The lecture was given by Lloyd Kahn, an expert on tiny and alternative homes. Interestingly, he actually published his first book on this subject more than forty years ago, but it is now becoming a hot topic, partly because of people’s desire for “green” living, and – I’m guessing – partly because of the challenging economic times.
There was a slideshow with various small homes, ranging from gypsy caravans to converted school buses and collapsible homes that can be carried on a pick up truck. They ranged from the very basic to the very fancy (radiant heated floors and granite counter tops). It was fascinating to see how creative people are, and we learned that if you are going to live in a very small space, it’s important to have the windows at eye level to avoid feeling claustrophobic. Curved ceilings (though not as curved as mine) also help with this. We’ll have to keep all this in mind if/when we build over at the family property.

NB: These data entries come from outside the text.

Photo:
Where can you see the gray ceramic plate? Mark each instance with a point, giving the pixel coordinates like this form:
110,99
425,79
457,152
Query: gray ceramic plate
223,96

On our way back to the car, we noticed that several buildings in the Village were wrapped with felting:
And even quilts:
I later learned that this is called “yarnbombing” and is a form of graffiti or street art, in that it’s not a permanent art installation. This installation was done with the permission of the businesses involved, but often installations are not, and those are considered guerilla art. These particular pieces are mostly hand woven and hand dyed, as well as hand knitted or felted. Truly amazing! You just never know what you’ll find in this little corner of the world.
*Imagine Eva Gabor in “Green Acres” saying this.
**Due to my work schedule, I was unable to attend the reading by Damien Echols at the Ferry Building in San Francisco last night. He is the author of the one of the most moving and amazing books I have ever read, Life After Death, and was wrongly sentenced to death at the age of 18, spending nearly 20 years on Death Row before finally being freed.